Allowable depreciation after acquisition of share in asset-managing partnership

According to a ruling of the Supreme Tax Court, the shareholder (partner) of an asset-managing partnership who has acquired his share for a consideration, can claim depreciation on the jointly owned depreciable assets on a pro rata basis and only in accordance with his acquisition costs and the remaining useful life of the respective asset at the time the share was acquired.

Background

Two brothers each held a 50% interest in the plaintiff, an asset-managing partnership under civil law (GbR). The GbR generated income from leasing and letting. One partner left the company by selling part of his share to his brother and part to his sister-in-law. The main dispute was whether the loans taken up by the GbR for the acquisition of real estate (liabilities of the GbR) would increase the acquisition cost of the purchasers and, accordingly, the amount of depreciation on the share of the acquired buildings attributable to them. The tax office and Tax Court o Cologne had rejected this request.

Decision

The appeal of the plaintiff (GbR) was granted by the Supreme Tax Court.

The Tax Court of Cologne erred when determining the purchaser's entitlement to depreciation after the acquisition of shares. According to the Supreme Tax Court depreciation is based and calculated on his acquisition costs and the remaining useful life of the assets acquired pro rata at the time of the share acquisition. The liabilities of the Company increase the acquisition costs of the acquirer on a pro rata basis insofar as they are individually attributable to the indirectly acquired depreciable assets which are jointly owned by the partners (“Gesamthandsvermögen”).

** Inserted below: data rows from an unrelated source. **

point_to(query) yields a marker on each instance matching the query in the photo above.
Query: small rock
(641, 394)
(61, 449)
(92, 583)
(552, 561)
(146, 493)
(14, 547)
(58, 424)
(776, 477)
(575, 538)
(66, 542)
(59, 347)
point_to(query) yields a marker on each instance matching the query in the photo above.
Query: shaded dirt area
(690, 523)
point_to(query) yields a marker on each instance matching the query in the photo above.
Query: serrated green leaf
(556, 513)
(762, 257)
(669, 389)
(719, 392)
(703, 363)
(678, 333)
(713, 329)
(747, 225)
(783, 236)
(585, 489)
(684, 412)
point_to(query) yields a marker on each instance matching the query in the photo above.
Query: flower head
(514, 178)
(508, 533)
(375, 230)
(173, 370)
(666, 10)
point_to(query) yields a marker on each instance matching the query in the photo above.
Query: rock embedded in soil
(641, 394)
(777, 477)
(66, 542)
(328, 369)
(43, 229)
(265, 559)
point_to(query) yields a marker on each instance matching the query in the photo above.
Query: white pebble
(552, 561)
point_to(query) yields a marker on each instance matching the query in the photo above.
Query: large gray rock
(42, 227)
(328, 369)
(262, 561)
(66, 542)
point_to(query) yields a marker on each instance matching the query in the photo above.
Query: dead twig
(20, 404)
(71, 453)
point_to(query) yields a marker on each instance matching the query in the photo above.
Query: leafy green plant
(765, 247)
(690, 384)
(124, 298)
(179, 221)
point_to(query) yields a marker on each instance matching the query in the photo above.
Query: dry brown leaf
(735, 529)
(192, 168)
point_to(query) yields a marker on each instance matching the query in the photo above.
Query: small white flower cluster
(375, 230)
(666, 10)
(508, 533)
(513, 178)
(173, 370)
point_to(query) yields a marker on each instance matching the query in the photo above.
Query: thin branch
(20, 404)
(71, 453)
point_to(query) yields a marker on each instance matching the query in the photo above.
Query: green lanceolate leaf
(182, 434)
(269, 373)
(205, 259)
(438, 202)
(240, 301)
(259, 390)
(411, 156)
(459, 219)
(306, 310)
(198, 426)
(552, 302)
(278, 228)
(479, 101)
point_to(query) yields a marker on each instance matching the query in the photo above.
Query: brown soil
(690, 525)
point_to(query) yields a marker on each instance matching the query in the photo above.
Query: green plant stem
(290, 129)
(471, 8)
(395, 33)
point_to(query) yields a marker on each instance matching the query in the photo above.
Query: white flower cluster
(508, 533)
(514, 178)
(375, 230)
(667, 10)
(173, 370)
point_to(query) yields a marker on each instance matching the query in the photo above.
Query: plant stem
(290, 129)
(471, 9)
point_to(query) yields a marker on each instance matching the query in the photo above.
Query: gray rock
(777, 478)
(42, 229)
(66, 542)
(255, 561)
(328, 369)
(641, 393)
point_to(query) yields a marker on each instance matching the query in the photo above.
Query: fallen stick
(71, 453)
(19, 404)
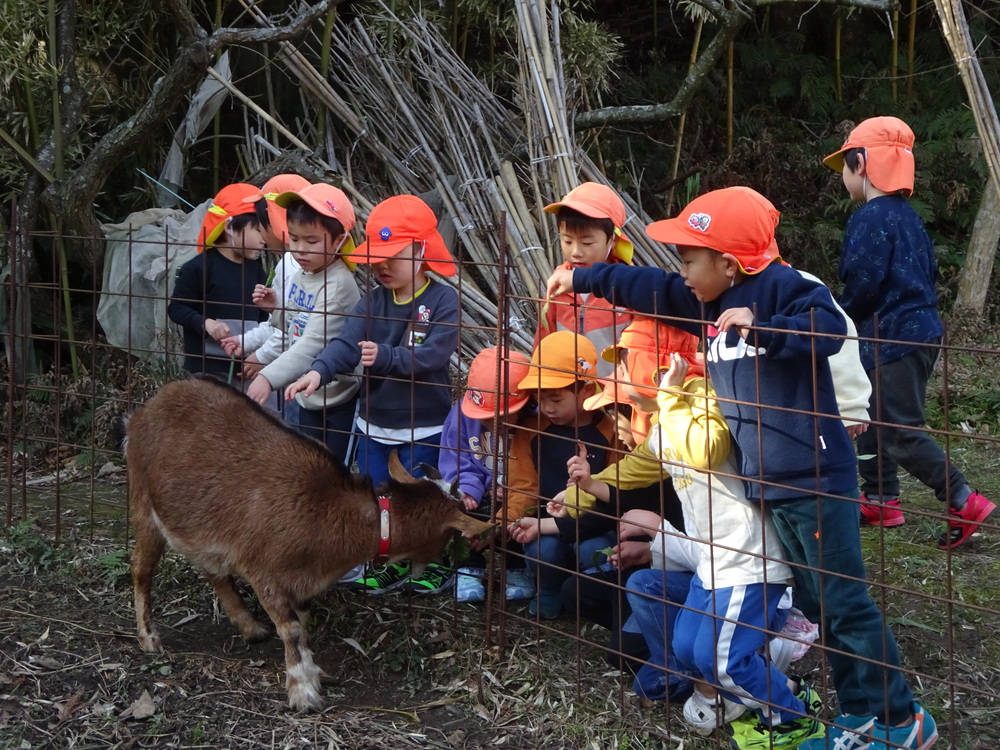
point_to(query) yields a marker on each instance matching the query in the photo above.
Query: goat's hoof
(150, 643)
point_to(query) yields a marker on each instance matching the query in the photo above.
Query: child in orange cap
(403, 333)
(776, 392)
(590, 220)
(889, 270)
(212, 295)
(561, 375)
(318, 299)
(468, 446)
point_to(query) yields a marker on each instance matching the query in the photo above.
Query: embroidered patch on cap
(700, 221)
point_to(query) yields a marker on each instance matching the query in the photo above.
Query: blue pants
(822, 533)
(719, 635)
(552, 559)
(373, 456)
(332, 426)
(650, 593)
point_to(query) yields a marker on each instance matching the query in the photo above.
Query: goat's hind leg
(250, 628)
(148, 550)
(302, 678)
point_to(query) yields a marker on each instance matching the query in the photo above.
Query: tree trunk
(974, 280)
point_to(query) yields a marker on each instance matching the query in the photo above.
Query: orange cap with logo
(398, 222)
(735, 220)
(599, 202)
(229, 202)
(888, 144)
(649, 344)
(561, 359)
(482, 389)
(281, 183)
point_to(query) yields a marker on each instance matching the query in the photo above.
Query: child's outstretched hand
(674, 377)
(231, 345)
(369, 352)
(260, 389)
(216, 329)
(560, 282)
(556, 506)
(264, 297)
(525, 530)
(306, 385)
(740, 318)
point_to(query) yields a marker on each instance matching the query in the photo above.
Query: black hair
(851, 157)
(577, 222)
(302, 213)
(260, 208)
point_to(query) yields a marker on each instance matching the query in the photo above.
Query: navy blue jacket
(765, 385)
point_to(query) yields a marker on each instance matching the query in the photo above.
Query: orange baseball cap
(649, 344)
(599, 202)
(482, 389)
(734, 220)
(281, 183)
(888, 144)
(561, 359)
(228, 202)
(398, 222)
(326, 200)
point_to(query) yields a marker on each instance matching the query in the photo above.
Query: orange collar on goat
(383, 533)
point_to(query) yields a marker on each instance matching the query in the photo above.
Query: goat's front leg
(302, 677)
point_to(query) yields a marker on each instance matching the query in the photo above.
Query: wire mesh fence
(600, 581)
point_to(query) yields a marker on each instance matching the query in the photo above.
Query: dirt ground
(421, 672)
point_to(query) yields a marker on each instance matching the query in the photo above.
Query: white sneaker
(705, 715)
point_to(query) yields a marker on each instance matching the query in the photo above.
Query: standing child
(319, 297)
(561, 376)
(776, 392)
(888, 268)
(212, 296)
(403, 332)
(590, 220)
(468, 447)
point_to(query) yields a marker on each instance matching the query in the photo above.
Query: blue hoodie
(764, 385)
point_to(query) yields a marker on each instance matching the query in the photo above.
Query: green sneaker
(435, 579)
(750, 733)
(380, 579)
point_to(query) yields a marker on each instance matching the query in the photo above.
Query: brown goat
(240, 494)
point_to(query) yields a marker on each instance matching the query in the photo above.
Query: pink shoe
(881, 514)
(963, 524)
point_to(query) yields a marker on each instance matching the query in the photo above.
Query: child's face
(312, 246)
(248, 242)
(564, 406)
(403, 272)
(705, 271)
(584, 248)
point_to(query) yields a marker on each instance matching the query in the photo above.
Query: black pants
(899, 389)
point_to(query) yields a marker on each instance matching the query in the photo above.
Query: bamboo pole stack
(421, 122)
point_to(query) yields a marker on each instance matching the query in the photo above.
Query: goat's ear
(430, 472)
(397, 471)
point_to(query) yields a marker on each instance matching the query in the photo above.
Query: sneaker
(520, 584)
(750, 732)
(435, 579)
(705, 715)
(469, 585)
(964, 523)
(381, 579)
(846, 732)
(919, 735)
(889, 513)
(546, 606)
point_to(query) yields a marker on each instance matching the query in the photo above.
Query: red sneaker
(963, 524)
(889, 513)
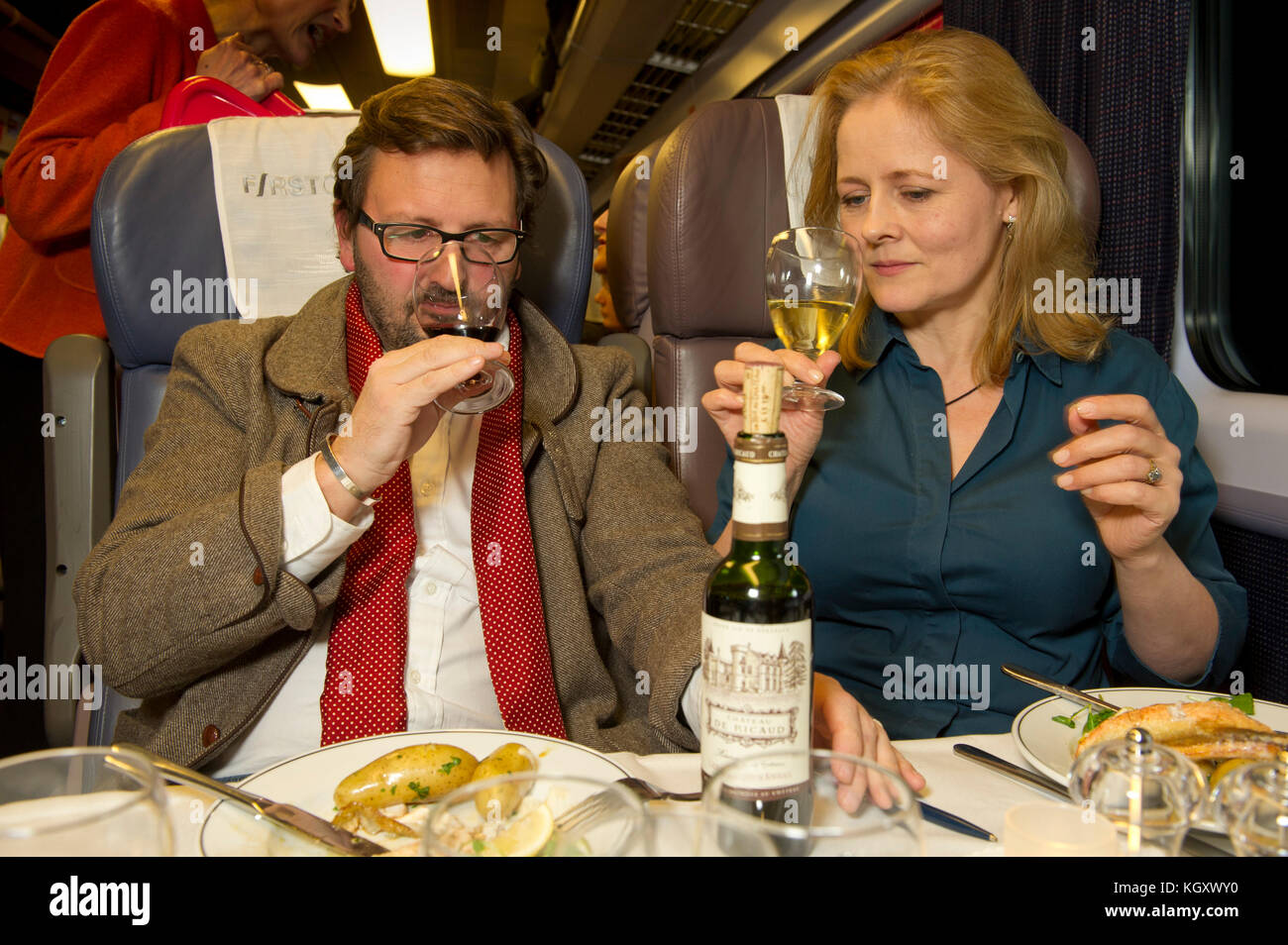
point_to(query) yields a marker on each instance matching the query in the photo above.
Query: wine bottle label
(756, 699)
(759, 501)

According to established case law of the Supreme Tax Court it is the partnership that must determine the jointly generated income in a first step. In doing so, it considers (at partnership level) depreciation on the leased buildings based on historical acquisition costs. The income determined in this manner is then allocated directly to the partners in accordance with their shareholdings. This also applies if a shareholder transfers his share to one or more new shareholders for consideration. However, shareholders who have subsequently (later) acquired their shareholding cannot claim the depreciation included in their share of the profit. Instead, their entitlement to depreciation is determined based on the individual acquisition cost and the expected remaining useful life of the portion of the depreciable asset acquired at the time of the acquisition of the share. The share of profit attributed to them must therefore be adjusted to the extent the depreciation to which they are entitled differs from the depreciation taken into account when determining the income at company level.

In its decision the Supreme Tax Court also deals in detail with the question of how the correction amount is to be determined. The court also explains that the adjustment amount is still part of the uniform and separate determination of profits (“einheitliche und gesonderte Gewinnfeststellung”), even if it only concerns the personal circumstances of individual shareholders.

Source

Supreme Tax Court decision of 3 May 2022 (IX R 22/19), published on 22 September 2022.